Myra offered to drive. ‘You can stay in with Richard, and look after Mark.’
Mandy looked fiercely at her, then at Richard. ‘All right. But if anybody scratches it, I’ll do my nut.’
‘I’ll take care,’ Myra smiled.
‘You didn’t buy the bloody car,’ Richard said, tired of her irrational stubbornness, ‘so shut up.’ At a wave from Myra he cruised along the road.
The Rambler, having discarded the Mini, made its way up the muddy lane, lush branches and nettles as high as a man clawing its sides as if to welcome their black panther back. Handley came out in shirt-sleeves to greet them, glad of an excuse not to work for a few days.
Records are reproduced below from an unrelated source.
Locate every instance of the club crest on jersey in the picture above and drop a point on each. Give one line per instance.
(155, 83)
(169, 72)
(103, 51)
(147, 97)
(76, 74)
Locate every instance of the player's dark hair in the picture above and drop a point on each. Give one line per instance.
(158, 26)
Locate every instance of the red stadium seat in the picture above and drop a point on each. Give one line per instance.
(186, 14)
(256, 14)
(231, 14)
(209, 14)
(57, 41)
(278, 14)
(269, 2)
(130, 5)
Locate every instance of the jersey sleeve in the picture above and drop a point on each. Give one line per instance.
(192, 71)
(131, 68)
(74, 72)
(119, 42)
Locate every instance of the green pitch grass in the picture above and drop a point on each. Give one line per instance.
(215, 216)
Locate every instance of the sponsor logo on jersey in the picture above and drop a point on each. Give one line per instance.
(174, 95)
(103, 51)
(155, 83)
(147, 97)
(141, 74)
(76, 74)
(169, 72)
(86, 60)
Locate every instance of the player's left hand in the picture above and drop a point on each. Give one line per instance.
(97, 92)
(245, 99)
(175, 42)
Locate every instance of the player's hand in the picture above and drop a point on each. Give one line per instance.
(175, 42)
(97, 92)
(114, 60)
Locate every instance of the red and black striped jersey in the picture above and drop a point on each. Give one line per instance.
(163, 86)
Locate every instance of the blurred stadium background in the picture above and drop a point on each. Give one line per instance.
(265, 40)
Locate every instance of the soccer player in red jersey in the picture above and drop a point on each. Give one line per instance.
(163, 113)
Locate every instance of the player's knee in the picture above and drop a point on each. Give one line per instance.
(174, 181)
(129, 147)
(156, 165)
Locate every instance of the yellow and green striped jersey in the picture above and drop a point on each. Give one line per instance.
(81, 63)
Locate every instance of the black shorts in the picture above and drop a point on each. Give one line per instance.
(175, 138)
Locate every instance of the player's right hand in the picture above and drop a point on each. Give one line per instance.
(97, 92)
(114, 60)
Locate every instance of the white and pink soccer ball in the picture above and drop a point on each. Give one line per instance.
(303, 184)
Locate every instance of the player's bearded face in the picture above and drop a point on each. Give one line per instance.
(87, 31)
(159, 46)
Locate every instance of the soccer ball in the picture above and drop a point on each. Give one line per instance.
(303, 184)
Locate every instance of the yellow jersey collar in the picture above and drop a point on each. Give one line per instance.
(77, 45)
He hoped to go for walks with Myra, or take her by car to the coast, or to the various high-spots of the county so that they could talk about many things. Enid would come too, of course, and a gay party would be made up.
Myra admired the caravans, the compound, the house. ‘Did he look after you well?’ Handley asked.
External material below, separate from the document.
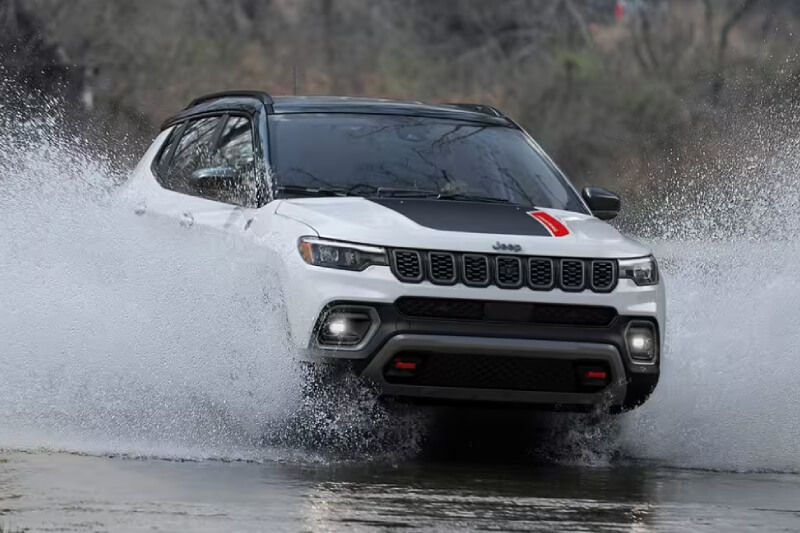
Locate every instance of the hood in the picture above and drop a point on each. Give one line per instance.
(461, 226)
‘Perfectly,’ she said, feeling tired. ‘We drove Mandy the last forty miles, which made it merrier. Her car had broken down.’
‘Where is she?’ he snapped, then remembered that it wouldn’t be polite to break the month’s peace while Myra was here. ‘I’ve something to say to her.’
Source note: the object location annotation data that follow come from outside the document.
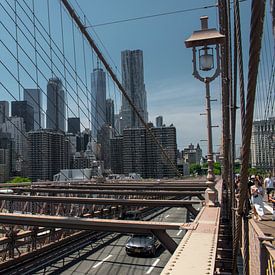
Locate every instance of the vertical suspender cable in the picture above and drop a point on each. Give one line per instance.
(256, 32)
(17, 49)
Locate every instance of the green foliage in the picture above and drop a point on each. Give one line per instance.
(201, 170)
(19, 179)
(195, 169)
(217, 168)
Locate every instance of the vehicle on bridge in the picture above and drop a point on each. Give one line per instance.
(142, 244)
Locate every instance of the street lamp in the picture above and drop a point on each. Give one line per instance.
(204, 41)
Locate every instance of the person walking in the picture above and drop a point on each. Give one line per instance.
(271, 198)
(268, 184)
(257, 199)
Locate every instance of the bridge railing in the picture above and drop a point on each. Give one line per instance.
(262, 252)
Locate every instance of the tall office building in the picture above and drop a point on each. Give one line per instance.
(263, 144)
(98, 81)
(133, 83)
(110, 112)
(15, 126)
(73, 125)
(23, 109)
(116, 149)
(159, 121)
(34, 99)
(192, 154)
(48, 153)
(4, 111)
(140, 154)
(6, 156)
(55, 105)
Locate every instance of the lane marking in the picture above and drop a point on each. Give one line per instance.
(268, 207)
(152, 267)
(105, 259)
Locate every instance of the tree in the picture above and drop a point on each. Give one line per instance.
(195, 169)
(19, 179)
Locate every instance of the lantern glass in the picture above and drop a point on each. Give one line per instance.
(206, 59)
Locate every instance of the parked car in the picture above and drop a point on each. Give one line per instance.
(142, 244)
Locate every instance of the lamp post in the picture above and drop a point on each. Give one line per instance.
(204, 42)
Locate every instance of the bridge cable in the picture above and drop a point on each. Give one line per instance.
(256, 32)
(115, 79)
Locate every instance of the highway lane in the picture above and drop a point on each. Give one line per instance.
(112, 258)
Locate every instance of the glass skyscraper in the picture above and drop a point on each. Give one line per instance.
(133, 83)
(33, 97)
(98, 81)
(55, 105)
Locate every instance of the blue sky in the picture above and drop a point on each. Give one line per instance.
(171, 89)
‘In the car,’ Richard said. ‘The Mini’s being fixed. Nothing serious.’
‘I hope not. That’s our second car.’ Handley looked thinner, browner, as if he were much of the day out of doors. But she also found him more open and nervous than during his time in London, as if gripped by continual worry and irritation. ‘Mandy! Come out of there.’
She sat up on the back seat, winding down the window. ‘I’m not. Tell Mam to throw me some sheets in. I want to sleep here.’
‘Don’t be daft,’ Handley said. ‘It’s nothing to be ashamed of. We all have breakdowns some time or other.’
But they could not persuade her, and went into the house, Handley carrying Myra’s case, while Richard followed with the baby. Enid had set out a cold lunch in the kitchen, of ham and cheese, cold fried fish and chicken, wine, beer and tea, and many kinds of bread. She met them at the door, wearing a beige woollen jersey-dress in which to shake hands. She was fair and tall, and Myra was impressed by her broad eyes and narrow smooth-skinned face, and an expression of passion and intelligence marking the curve of her lips. Here, she thought, is a woman who says yes to everything because there is nothing left to say no to. ‘I had a very good trip,’ she answered, ‘in such a superb car.’
A
lbert smiled with pleasure. ‘Yes, it’s not a bad old bus,’ and took her coat.
‘It’s his favourite toy,’ Enid said. ‘He’d be lost without it.’ Myra imagined so. They were immediately like two sisters trying to put the only man present in his place. He should have expected it, rather than bank on a society of equals, all pally and sexless until he made his grab, then appallingly and deliriously willing. He poured four tots of brandy: ‘Here’s to a peaceful and pleasant stay. We’ll have a bite now, and leave the banquet till tonight.’
‘I’ll have to see to Mark soon,’ Myra said.
Handley downed his brandy. ‘Don’t think about him. Helen will do that. She’s capable – be fourteen next birthday. I wouldn’t mind a pint of muscatel and a t-bone steak.’
Enid lifted a thick sheet of sweet ham on to a slice of bread: ‘London’s ruined you, I think.’